A l'égard de la manière dont a pu se faire cette corruption, Whiston suppose que les Juifs du second siècle altérèrent le texte hébreu et les septante, et principalement les prophéties citées par les Apôtres, qu'ils regardaient comme des arguments très-pressants. Ce qu'il prétend prouver, parce que dans le troisième siècle on trouve dans les écrits d'Origène une de ces copies altérées des septante, qu'Origène regardant comme vraie, a insérée dans ses exaples ; qu'on s'en servait dans les églises ; et que sur la fin du IVe siècle les Juifs firent passer dans les mains des Chrétiens, qui ignoraient entièrement la langue hébraïque, une copie corrompue du texte hébreu de l'ancien Testament. Whiston soutient donc que toutes les différences qui se trouvent entre le vieux et le nouveau Testament quant aux citations en question, n'appartiennent point au vrai texte de l'ancien Testament, qui n'existe plus, mais seulement au texte corrompu que nous avons. C'est pourquoi pour justifier les discours des Apôtres, il propose de rétablir le texte de l'ancien Testament comme il était avant le temps d'Origène et au temps des Apôtres ; et pour lors, dit-il, on prouvera que les Apôtres ont cité exactement et raisonné juste d'après l'ancien Testament.
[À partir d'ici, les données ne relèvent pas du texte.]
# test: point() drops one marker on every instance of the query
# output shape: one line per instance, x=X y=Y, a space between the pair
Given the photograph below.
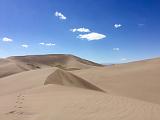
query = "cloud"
x=5 y=39
x=80 y=30
x=124 y=59
x=60 y=15
x=117 y=25
x=25 y=45
x=116 y=49
x=92 y=36
x=47 y=44
x=42 y=43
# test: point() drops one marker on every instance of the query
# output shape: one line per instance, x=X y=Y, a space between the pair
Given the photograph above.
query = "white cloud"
x=124 y=59
x=47 y=44
x=5 y=39
x=80 y=30
x=42 y=43
x=60 y=15
x=117 y=25
x=25 y=45
x=50 y=44
x=116 y=49
x=92 y=36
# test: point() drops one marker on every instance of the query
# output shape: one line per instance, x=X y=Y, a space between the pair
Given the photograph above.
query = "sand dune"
x=52 y=102
x=50 y=93
x=139 y=80
x=16 y=64
x=65 y=78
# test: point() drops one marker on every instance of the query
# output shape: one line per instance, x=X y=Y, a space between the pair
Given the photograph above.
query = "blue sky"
x=104 y=31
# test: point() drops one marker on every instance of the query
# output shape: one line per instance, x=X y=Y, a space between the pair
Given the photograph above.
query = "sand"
x=118 y=92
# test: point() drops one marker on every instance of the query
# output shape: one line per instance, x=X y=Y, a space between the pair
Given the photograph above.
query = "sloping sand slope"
x=23 y=96
x=52 y=102
x=63 y=61
x=139 y=80
x=65 y=78
x=7 y=68
x=18 y=64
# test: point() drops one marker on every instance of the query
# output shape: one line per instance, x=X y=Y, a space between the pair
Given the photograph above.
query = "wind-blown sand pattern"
x=50 y=93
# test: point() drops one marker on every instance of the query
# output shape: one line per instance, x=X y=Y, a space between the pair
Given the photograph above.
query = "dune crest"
x=65 y=78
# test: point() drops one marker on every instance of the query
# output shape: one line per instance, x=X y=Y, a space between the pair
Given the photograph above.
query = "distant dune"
x=64 y=87
x=16 y=64
x=139 y=79
x=65 y=78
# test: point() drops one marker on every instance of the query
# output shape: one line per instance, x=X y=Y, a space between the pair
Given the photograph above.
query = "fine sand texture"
x=118 y=92
x=140 y=80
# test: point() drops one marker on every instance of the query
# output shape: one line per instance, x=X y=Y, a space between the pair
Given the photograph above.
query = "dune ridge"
x=51 y=93
x=16 y=64
x=65 y=78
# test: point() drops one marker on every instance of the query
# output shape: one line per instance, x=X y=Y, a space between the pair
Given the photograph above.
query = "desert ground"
x=66 y=87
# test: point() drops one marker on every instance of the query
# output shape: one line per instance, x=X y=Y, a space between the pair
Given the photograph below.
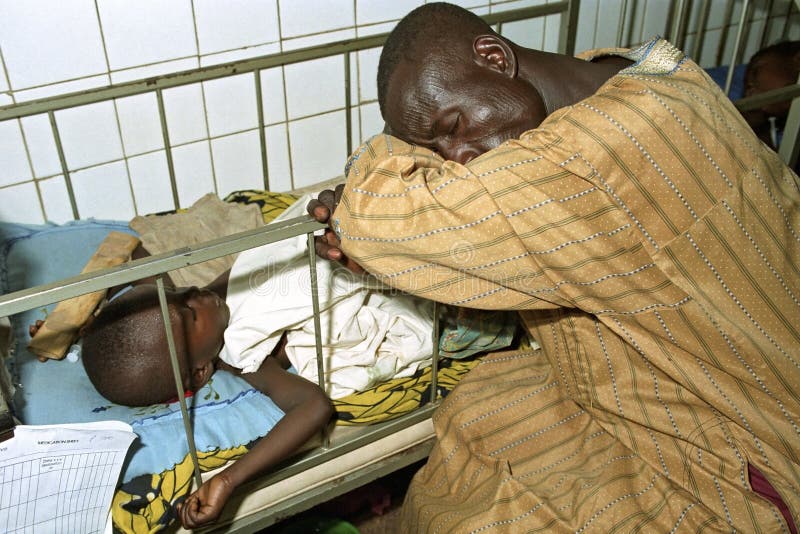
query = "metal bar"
x=45 y=294
x=348 y=105
x=679 y=29
x=621 y=24
x=176 y=372
x=435 y=356
x=262 y=134
x=699 y=34
x=723 y=37
x=63 y=161
x=762 y=41
x=312 y=268
x=789 y=149
x=162 y=115
x=212 y=72
x=737 y=47
x=567 y=31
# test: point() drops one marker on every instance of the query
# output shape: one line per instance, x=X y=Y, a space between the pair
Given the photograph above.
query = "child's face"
x=203 y=317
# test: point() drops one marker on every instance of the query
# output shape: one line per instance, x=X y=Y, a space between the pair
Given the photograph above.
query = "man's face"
x=772 y=73
x=459 y=110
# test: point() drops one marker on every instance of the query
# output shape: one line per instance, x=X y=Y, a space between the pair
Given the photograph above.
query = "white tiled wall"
x=115 y=150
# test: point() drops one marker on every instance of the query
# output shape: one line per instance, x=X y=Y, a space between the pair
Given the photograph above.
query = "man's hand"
x=204 y=505
x=327 y=245
x=34 y=328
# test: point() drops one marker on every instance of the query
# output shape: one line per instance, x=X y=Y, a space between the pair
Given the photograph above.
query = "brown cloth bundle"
x=61 y=328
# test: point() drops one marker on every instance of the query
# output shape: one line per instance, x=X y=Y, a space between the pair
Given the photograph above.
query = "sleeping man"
x=650 y=243
x=126 y=357
x=255 y=321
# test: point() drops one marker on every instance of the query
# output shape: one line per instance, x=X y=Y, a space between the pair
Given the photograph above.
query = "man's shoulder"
x=656 y=56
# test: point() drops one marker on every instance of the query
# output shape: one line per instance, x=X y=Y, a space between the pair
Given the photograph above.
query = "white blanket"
x=368 y=335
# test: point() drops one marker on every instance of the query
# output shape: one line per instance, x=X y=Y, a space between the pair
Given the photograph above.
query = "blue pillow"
x=227 y=412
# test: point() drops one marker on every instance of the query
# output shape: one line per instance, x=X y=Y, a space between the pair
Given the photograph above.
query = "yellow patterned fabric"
x=652 y=244
x=398 y=396
x=146 y=503
x=271 y=204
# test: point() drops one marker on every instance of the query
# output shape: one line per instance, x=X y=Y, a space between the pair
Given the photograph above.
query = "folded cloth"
x=368 y=334
x=208 y=218
x=62 y=326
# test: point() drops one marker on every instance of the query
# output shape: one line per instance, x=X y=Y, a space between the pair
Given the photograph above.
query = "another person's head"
x=448 y=82
x=771 y=68
x=125 y=350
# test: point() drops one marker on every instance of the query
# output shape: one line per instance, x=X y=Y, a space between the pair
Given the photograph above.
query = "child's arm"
x=307 y=410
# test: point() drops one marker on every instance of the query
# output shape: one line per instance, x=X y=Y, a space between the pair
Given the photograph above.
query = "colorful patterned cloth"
x=652 y=243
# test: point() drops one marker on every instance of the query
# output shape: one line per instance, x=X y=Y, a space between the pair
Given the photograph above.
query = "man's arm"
x=307 y=410
x=327 y=245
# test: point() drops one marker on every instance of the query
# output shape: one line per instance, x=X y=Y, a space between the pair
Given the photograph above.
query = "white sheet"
x=368 y=335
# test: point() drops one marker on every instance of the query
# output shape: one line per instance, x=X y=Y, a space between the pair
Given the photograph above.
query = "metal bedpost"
x=176 y=371
x=435 y=356
x=262 y=134
x=162 y=115
x=737 y=47
x=788 y=150
x=63 y=160
x=569 y=27
x=348 y=106
x=699 y=35
x=621 y=24
x=678 y=36
x=312 y=266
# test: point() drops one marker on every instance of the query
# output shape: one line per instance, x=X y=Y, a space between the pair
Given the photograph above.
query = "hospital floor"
x=370 y=509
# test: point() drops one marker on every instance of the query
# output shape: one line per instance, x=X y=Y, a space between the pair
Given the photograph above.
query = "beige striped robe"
x=651 y=244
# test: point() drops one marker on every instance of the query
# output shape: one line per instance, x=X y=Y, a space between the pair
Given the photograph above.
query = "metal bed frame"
x=158 y=265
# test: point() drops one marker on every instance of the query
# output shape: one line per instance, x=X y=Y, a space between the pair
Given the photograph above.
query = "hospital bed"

Mais en bonne foi n'est-ce pas là trahir la cause de la Religion sous ombre de la défendre ? et sur quels fondements est appuyée l'hypothèse de Whiston ? Car enfin à qui persuadera-t-il que l'ancien Testament ait été ainsi corrompu ; que les églises chrétiennes n'aient pas reclamé ; que la supercherie des Juifs ait eu un succès universel, et que les Chrétiens aient été pour ainsi dire d'accord avec eux afin de l'accréditer ? Car il faut supposer tout cela pour donner quelque lueur de vraisemblance à ce système. Un exemplaire altéré du temps d'Origène, prouverait-il que tous l'eussent été ? D'ailleurs on pense généralement que les différences du texte hébreu et des septante existaient déjà du temps des Apôtres. Enfin sur quel texte original veut-il qu'on corrige et l'hébreu et les septante, puisque, selon lui, tous les exemplaires sont altérés ? Le remède qu'il propose est aussi impraticable que ridicule.

Avouons que cet auteur s'est laissé écraser par une difficulté qu'on évite, en disant qu'il y a des prophéties et en très-grand nombre, qui dans leur sens littéral ne peuvent s'entendre que de Jesus-Christ, et qui n'ont jamais été accomplies que dans sa personne ; telles sont celles de Jacob, de Daniel, un grand nombre tirées des Pseaumes et d'Isaïe ; celles d'Aggée et de Malachie. Mais en convenant aussi qu'il y a dans l'Ecriture plusieurs prophéties typiques qui ont deux objets, l'un prochain et immédiat sous l'ancienne loi, l'autre éloigné mais principal dans la nouvelle, savoir Jesus-Christ, en qui elles se sont accomplies d'une manière plus sublime et plus parfaite, telles que celles d'Osée, XIe 1, de Jérémie, xxxj. 15 ; citées dans S. Matth. IIe 15 et 18 ; de l'Exode, XIIe 46, citée en saint Jean, xjx. 36. du pseaume 108, citée dans les Actes, j. 6. du II. liv. des Rais, VIIe et citée par saint Paul aux Hébreux, j. 6 ; qui toutes ont été accomplies en Jesus-Christ, ou à son occasion.

On convient qu'il n'est pas facîle de discerner les prophéties qui se sont accomplies dans le sens littéral en Jesus-Christ, d'avec celles qui ne s'y sont accomplies que dans le sens mystique ; mais malgré cette difficulté, on en a toujours un assez grand nombre qui déposent en faveur de la divinité et de la vérité de sa religion, pour ne pas craindre que la preuve qu'on tire des prophéties puisse jamais être énervée. On peut consulter sur cette matière Maldonat, M. Bossuet, et le P. Baltus, jésuite, dans son ouvrage intitulé, défense des prophéties.